I recently came across an exciting thing in Windows 365: the watermarking, which has now become generally available. I believe this feature has the potential to significantly enhance data security. We should also enable the screen capture protection feature to protect even more.
Before we proceed, it’s essential to ensure you have the necessary prerequisites in place:
- A remote desktop client that supports watermarking (either the latest Remote Desktop client or the Windows 365 App).
- Azure Virtual Desktop Insights should be configured for your environment if you want to track the QR codes.
An Introduction to Watermarking and Screen Capture Protection:
Let’s begin with a brief overview of these two critical features:
Screen Capture Protection: This feature is designed to thwart unauthorized attempts to take screenshots. Whether you’re using Azure Virtual Desktop (AVD) or Windows 365 (W365), it ensures that if a user tries to capture a screenshot, all they’ll see is a black screen, effectively protecting sensitive content.
Watermarking: Watermarking involves the addition of QR codes to the user’s desktop. These QR codes contain connection IDs, which can be traced back to specific users. In the event of unauthorized data capture, you can easily identify the responsible user.
The ups and downs:
While both features are easy to set up, it’s crucial to consider the following pros and cons:
- Enhanced data security.
- Configurable options to choose from.
- Effective protection against screenshot attempts.
- Watermarking can be intrusive and might impact the user experience.
- The QR code is always visible on the screen.
- Requires a supported client.
Configuring the Features:
To set up both watermarking and screen capture protection, you can use the administrative template for Azure Virtual Desktop.

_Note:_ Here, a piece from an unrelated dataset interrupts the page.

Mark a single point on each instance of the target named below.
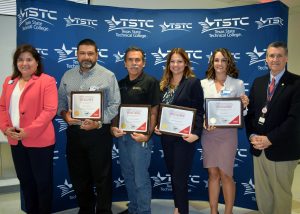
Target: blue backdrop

It is possible to use GPO or local policies but, who wants to use that? 🙂
- Sign in to the Microsoft Intune admin center.
- Go to Devices, Policy, Configuration Profiles.
- Create a new profile with the following settings:
- Platform: Windows 10 and later
- Profile: Templates
- Template name: Administrative templates
It’s essential to strike a balance between security and user experience when customizing these settings. Since QR codes can be intrusive, consider how prominently they should be displayed on the screen.
Resolving QR Codes to a User:
In case of data capture, here’s how to resolve QR codes to identify the responsible user:
- Use any compatible QR code scanning app to scan the QR code.
- Note the session ID from the QR code.
- In Azure Virtual Desktop Insights, search for the connection ID to identify the user.
Watermarking and screen capture protection are valuable tools for bolstering data security in Windows 365. These features are a significant step toward enhancing data security in modern computing environments. But…. I think its really annoying to work in. It would be good if the watermarking showed up only when you opened a screen capturing tool or shared the desktop.
But I do like the screen capture feature, that would come in handy for PAW setups.